As part of this Air Emission Inventory evaluation process, EnviroScience is experienced with estimating air emissions, including USEPA’s Storage Tank Emissions Calculation Software (TANKS 4.0) and methods specified in USEPA’s Compilation of Air Pollutant Emissions Factors (AP-42).
For more information, contact Chrisie Brown at CBrown @ EnviroScienceInc.com.
Emissions Inventory Contribution to Air Quality Management
All Title V permitted facilities are required to submit annual Air Emissions Inventories to their state and the USEPA. Minor air emission facilities are subject to individual state requirements for further permitting determinations and reporting.
Consistency between the federal and state governments is established by using this air emission information along with other emissions data to create the National Emissions Inventory (NEI), which provides the database of annual air emissions estimates for criteria pollutants, criteria precursors, and hazardous air pollutants from point, nonpoint, and mobile air emissions sources. The NEI is used to determine sources of air pollutants, which serves as the basis for regulatory actions. The NEI provides essential information for mathematical models that estimate air quality. Regulators can predict how potential regulatory actions affect air quality by applying the estimated emissions reductions to the emissions inventory data in air quality models.

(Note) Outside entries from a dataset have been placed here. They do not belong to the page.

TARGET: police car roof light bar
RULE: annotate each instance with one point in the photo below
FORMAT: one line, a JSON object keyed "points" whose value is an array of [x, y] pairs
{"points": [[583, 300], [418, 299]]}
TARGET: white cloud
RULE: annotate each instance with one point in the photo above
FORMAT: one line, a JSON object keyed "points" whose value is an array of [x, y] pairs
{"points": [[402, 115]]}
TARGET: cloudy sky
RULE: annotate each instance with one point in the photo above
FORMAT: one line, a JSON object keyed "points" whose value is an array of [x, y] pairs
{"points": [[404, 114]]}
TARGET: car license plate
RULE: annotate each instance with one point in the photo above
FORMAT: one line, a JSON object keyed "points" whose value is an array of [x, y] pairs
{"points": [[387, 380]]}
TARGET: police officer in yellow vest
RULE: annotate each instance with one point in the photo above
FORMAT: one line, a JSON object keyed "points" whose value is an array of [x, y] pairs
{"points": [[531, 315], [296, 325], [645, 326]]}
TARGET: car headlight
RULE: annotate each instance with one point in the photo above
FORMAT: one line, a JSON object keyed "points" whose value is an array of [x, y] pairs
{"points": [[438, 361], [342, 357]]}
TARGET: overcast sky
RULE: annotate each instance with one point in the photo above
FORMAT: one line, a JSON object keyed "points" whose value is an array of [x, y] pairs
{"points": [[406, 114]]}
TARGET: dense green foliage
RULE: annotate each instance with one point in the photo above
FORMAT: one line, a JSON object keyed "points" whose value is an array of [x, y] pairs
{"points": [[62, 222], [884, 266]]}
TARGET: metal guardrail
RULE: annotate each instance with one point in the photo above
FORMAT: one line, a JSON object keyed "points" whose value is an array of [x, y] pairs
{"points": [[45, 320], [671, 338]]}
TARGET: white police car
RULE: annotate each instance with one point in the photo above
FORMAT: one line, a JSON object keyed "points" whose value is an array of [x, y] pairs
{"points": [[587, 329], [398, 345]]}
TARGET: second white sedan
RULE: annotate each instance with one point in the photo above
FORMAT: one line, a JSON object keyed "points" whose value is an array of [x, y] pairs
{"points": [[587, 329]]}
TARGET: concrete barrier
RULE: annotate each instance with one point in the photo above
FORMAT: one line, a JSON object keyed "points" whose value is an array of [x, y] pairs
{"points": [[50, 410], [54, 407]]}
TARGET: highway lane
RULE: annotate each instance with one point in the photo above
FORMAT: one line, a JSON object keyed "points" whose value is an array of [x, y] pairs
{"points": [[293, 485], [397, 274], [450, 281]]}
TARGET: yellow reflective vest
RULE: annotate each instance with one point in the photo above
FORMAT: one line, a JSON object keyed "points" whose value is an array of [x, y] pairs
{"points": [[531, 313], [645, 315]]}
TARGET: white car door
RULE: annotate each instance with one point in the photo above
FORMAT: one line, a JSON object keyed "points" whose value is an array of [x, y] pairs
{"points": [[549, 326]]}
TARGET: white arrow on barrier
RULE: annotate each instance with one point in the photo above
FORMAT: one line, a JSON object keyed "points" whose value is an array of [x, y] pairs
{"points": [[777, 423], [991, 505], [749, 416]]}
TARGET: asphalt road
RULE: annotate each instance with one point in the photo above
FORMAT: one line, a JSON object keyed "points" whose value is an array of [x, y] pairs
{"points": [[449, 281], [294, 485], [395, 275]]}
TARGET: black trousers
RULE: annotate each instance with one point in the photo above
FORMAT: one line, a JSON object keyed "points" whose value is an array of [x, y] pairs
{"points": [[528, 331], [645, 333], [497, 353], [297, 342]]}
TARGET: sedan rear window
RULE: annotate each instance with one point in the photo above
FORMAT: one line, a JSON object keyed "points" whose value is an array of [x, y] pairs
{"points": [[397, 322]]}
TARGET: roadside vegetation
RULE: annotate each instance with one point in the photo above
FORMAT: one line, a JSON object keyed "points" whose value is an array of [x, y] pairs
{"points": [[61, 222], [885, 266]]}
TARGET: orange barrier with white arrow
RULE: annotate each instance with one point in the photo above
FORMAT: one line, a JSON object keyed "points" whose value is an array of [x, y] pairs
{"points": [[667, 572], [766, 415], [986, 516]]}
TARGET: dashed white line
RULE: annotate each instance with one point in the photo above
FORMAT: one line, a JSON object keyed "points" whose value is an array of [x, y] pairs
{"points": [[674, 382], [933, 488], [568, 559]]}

An updated version of the NEI is released every three years. These periodic updates of the help to establish emission trends over time. Likewise, regulators can use inventories to inform the public about potential sources of pollution.
According to USEPA, “An air emissions inventory includes estimates of the emissions from various pollution sources in a geographical area. It should include all pollutants associated with air quality problems in the area. As an example, an emissions inventory to support the management of ground-level ozone should include sources of nitrogen oxides (NOx) and of volatile organic compounds (VOC).”